% limb manual
% nextsplit_ae(3)
% limb 0.1.0
% 2023-07-24
# NAME
nextsplit_ae, nextsplit_buz, nextsplit_rabin - find the next split for
variable-length chunks in a data stream
# SYNOPSIS
#include <limb/nextsplit.h>
```pre hl
size_t nextsplit_ae(size_t <em>min</em>, size_t <em>avg</em>,
const void *<em>data</em>, size_t <em>dlen</em>)
size_t nextsplit_buz(size_t <em>min</em>, size_t <em>avg</em>,
const void *<em>data</em>, size_t <em>dlen</em>)
size_t nextsplit_rabin(size_t <em>min</em>, size_t <em>avg</em>,
const void *<em>data</em>, size_t <em>dlen</em>)
```
# DESCRIPTION
These functions are used for content-based chunking, in order to find the next
breakpoint where to split the data stream into a chunk - useful for things such
as data deduplication.
Each of them will look into `data` (up to `dlen`) for position to split a chunk,
which shall be at least `min` bytes long and with average/targeted length of
`avg`. Failing to find one, they will return `dlen` for a full chunk - as such,
`dlen` should be the maximum chunk size and not the total data length.
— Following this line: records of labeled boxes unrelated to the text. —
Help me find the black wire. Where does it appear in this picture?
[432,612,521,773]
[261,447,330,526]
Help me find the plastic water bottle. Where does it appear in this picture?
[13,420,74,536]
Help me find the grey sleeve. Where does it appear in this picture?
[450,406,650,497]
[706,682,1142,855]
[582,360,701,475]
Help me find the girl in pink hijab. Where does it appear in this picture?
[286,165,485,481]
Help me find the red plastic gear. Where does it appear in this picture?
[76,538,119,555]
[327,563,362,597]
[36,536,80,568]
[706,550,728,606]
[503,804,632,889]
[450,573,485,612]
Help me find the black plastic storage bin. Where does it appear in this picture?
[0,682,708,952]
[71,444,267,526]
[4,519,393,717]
The `nextsplit_ae`() function uses Asymmetric Extremum Content Defined Chunking
Algorithm, which is notably extremely fast.
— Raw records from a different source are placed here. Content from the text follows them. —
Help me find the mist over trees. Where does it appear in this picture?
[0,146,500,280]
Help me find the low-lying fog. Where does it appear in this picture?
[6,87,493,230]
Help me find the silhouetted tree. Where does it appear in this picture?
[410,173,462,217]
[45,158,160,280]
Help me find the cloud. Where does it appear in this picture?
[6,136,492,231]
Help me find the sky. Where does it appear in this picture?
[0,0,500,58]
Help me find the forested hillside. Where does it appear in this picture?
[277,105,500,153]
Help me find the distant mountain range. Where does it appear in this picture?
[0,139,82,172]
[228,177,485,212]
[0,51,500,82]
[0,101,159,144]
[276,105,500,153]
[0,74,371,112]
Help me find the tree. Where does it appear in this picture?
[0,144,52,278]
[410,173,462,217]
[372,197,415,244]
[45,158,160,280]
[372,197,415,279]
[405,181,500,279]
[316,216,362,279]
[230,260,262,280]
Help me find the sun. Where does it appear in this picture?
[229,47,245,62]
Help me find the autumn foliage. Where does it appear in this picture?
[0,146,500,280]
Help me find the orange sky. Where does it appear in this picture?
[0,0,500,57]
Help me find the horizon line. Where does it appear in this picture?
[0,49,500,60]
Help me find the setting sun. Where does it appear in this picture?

The `nextsplit_buz`() function uses the buzhash rolling hash, which gets quite
better deduplication results whilst remaining very fast (though not as fast as
AE).
The `nextsplit_rabin`() function uses a rolling-hash algorithm based on Rabin
fingerprint, which tend to get slightly better deduplication results, albeit
being slower.
Note that it isn't uncommon for `nextsplit_buz`() to lead to better
deduplication results (than both other alternatives).
# RETURN VALUES
All those functions will return the length of the next chunk from `data` as
determined by their algorithm, or `dlen` when no such split could be determined.